Jak każdej dużej imprezie będą towarzyszyć incydenty, ale nie wyolbrzymiajmy ich - mówi minister transportu

"Super Express": - Co na kilka dni przed EURO robi minister odpowiedzialny za kluczowe elementy przygotowań do turnieju?

Sławomir Nowak: - Jeśli chodzi o operacyjne przygotowanie infrastruktury, zostało już ono dopięte. Oczywiście trwa jeszcze walka z czasem - choćby na A2 czy na niektórych dworcach kolejowych, które na dniach zostaną otwarte.

- Jeździ pan i dogląda na miejscu, żeby zdążyli?

- Chcę widzieć, co się dzieje, zatem staram się być zawsze tam, gdzie wiem, że wielkie inwestycje nie są skończone.

- Czyli mobilizuje pan ludzi do pracy?

- Czasami tak. Regularne odwiedziny realizowanych inwestycji mogą działać mobilizująco na wykonawców.

- Praktyka objazdowego doglądania, którą wyznaczył premier, jednak się sprawdza?

- To nie praktyka, którą wyznaczył premier. Stosuje się to na całym świecie. Koledzy po fachu z innych krajów też jeżdżą i sprawdzają. Wiem, że próbuje się to lekko obśmiewać, ale jeżeli ktoś poczuwa się do obowiązku, po prostu sprawdza stan realizacji na miejscu.

- Jak pan to sobie ogląda, czuje pan, że wszystko będzie na tip-top?
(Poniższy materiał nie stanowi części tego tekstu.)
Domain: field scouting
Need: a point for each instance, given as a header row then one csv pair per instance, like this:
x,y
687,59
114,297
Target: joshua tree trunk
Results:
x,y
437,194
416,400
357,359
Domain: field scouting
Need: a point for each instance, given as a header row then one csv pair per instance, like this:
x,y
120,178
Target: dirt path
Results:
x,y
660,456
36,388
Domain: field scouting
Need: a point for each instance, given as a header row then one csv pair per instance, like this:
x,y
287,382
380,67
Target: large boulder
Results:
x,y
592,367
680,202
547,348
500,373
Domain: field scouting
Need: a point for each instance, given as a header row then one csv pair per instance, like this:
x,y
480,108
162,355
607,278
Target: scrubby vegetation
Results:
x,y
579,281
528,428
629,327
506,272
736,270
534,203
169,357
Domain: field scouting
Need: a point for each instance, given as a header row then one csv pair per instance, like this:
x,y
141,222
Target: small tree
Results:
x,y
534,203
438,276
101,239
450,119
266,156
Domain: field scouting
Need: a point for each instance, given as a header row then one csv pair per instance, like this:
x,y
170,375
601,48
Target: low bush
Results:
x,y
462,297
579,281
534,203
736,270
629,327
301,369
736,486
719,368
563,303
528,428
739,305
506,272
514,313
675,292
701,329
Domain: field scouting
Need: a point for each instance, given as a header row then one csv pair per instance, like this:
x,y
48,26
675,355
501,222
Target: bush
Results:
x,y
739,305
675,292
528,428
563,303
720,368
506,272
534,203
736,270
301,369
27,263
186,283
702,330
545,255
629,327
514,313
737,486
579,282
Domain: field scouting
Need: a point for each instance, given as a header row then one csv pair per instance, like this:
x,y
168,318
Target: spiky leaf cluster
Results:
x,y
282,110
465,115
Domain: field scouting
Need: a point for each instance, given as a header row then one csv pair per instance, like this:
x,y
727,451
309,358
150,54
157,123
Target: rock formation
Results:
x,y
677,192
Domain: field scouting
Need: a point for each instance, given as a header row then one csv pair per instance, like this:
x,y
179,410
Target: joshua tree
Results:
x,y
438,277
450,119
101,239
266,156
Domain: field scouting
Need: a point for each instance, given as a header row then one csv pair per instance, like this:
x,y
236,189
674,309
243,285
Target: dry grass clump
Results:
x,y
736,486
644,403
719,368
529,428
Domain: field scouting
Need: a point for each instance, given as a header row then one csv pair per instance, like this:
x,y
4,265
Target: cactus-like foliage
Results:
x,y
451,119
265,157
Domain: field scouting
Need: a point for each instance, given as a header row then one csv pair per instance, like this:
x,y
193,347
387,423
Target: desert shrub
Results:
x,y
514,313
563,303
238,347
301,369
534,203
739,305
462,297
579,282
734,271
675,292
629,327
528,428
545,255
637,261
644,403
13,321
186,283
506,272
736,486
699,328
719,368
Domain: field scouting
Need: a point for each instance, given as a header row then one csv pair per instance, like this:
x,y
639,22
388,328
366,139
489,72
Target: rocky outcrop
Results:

- Cóż, mieliśmy większe ambicje i od strony infrastrukturalnej może nie wszystko się udało, ale i tak jestem dumny z nas, Polaków, że wykonaliśmy kawał naprawdę dobrej roboty. Uważam, że pod względem organizacyjnym jesteśmy dobrze przygotowani. Mój priorytet to nie tylko szybka realizacja inwestycji, ale także gwarancja ich bezpieczeństwa. Dlatego wszystko będzie dopięte na ostatni guzik.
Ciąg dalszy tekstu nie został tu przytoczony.